Centrality Algorithms¶

Centrality measures identify the most important nodes (or vertices) in a graph. The importance of a node depends on the context and measured differently by each algorithm.

Setup¶

All examples use this sample social network:

create table edges as select * from (values
  (1::bigint, 2::bigint), (1, 3), (2, 3), (2, 4),
  (3, 4), (3, 5), (4, 5), (5, 6), (6, 7), (7, 8)
) t(src, dst);

PageRank¶

PageRank measures importance based on the link structure. A node is important if many important nodes point to it. It was originally developed by Google for ranking web pages.

\[ PR(u) = \frac{1-d}{N} + d \sum_{v \in B_u} \frac{PR(v)}{L(v)} \]

where \(d\) is the damping factor, \(N\) is the number of nodes, \(B_u\) is the set of nodes linking to \(u\), and \(L(v)\) is the out-degree of \(v\).

select node_id, round(rank, 4) as rank
from onager_ctr_pagerank((select src, dst from edges))
order by rank desc;

Column	Type	Description
node_id	bigint	Node identifier
rank	double	PageRank score (higher = more important)

Optional parameters:

damping (default 0.85): Probability of following a link vs jumping randomly
iterations (default 100): Maximum iterations
directed (default true): Treat graph as directed

-- Custom damping factor
select * from onager_ctr_pagerank(
  (select src, dst from edges),
  damping := 0.9,
  iterations := 50
);

Degree Centrality¶

The simplest centrality measure — counts the number of connections per node. High degree nodes are "hubs" with many direct connections.

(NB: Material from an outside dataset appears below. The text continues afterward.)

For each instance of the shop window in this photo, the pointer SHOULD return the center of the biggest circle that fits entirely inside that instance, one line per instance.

\[ C_D(v) = \frac{\deg(v)}{N-1} \]

select node_id, in_degree, out_degree, (in_degree + out_degree) as total
from onager_ctr_degree((select src, dst from edges))
order by total desc;

Column	Type	Description
node_id	bigint	Node identifier
in_degree	double	Number of incoming edges
out_degree	double	Number of outgoing edges

Betweenness Centrality¶

Measures how often a node appears on shortest paths between other nodes. High betweenness nodes act as bridges or bottlenecks controlling information flow.

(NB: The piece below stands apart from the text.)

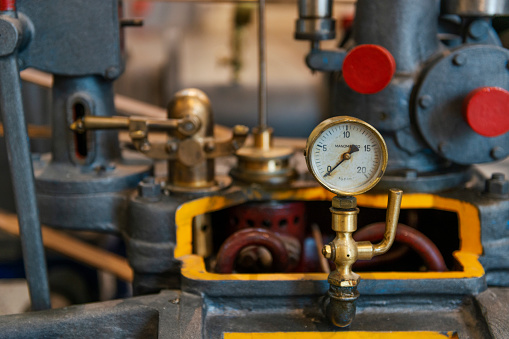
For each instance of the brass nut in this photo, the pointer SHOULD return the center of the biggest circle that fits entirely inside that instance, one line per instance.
(327, 251)
(345, 203)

\[ C_B(v) = \sum_{s \neq v \neq t} \frac{\sigma_{st}(v)}{\sigma_{st}} \]

where \(\sigma_{st}\) is the number of shortest paths from \(s\) to \(t\), and \(\sigma_{st}(v)\) is the number passing through \(v\).

Performance

This algorithm has O(n·m) complexity. So, it may be slow on dense graphs with more than 10,000 nodes.

select node_id, round(betweenness, 4) as betweenness
from onager_ctr_betweenness((select src, dst from edges))
where betweenness > 0
order by betweenness desc;

Column	Type	Description
node_id	bigint	Node identifier
betweenness	double	Betweenness centrality score

Closeness Centrality¶

Measures how close a node is to all other nodes (average shortest path distance). High closeness means information can spread quickly from this node.

\[ C_C(v) = \frac{N-1}{\sum_{u \neq v} d(u, v)} \]

where \(d(u, v)\) is the shortest path distance between \(u\) and \(v\).

select node_id, round(closeness, 4) as closeness
from onager_ctr_closeness((select src, dst from edges))
order by closeness desc;

Column	Type	Description
node_id	bigint	Node identifier
closeness	double	Inverse of average distance to others

Harmonic Centrality¶

A variant of closeness that handles disconnected graphs. Uses the sum of inverse distances instead of inverse of sum.

\[ C_H(v) = \sum_{u \neq v} \frac{1}{d(u, v)} \]

select node_id, round(harmonic, 4) as harmonic
from onager_ctr_harmonic((select src, dst from edges))
order by harmonic desc;

Eigenvector Centrality¶

A node is important if connected to other important nodes. This creates a recursive definition where connections to high-scoring nodes contribute more.

Performance

This algorithm uses power iteration on the adjacency matrix. May be slow on graphs with more than 10,000 nodes.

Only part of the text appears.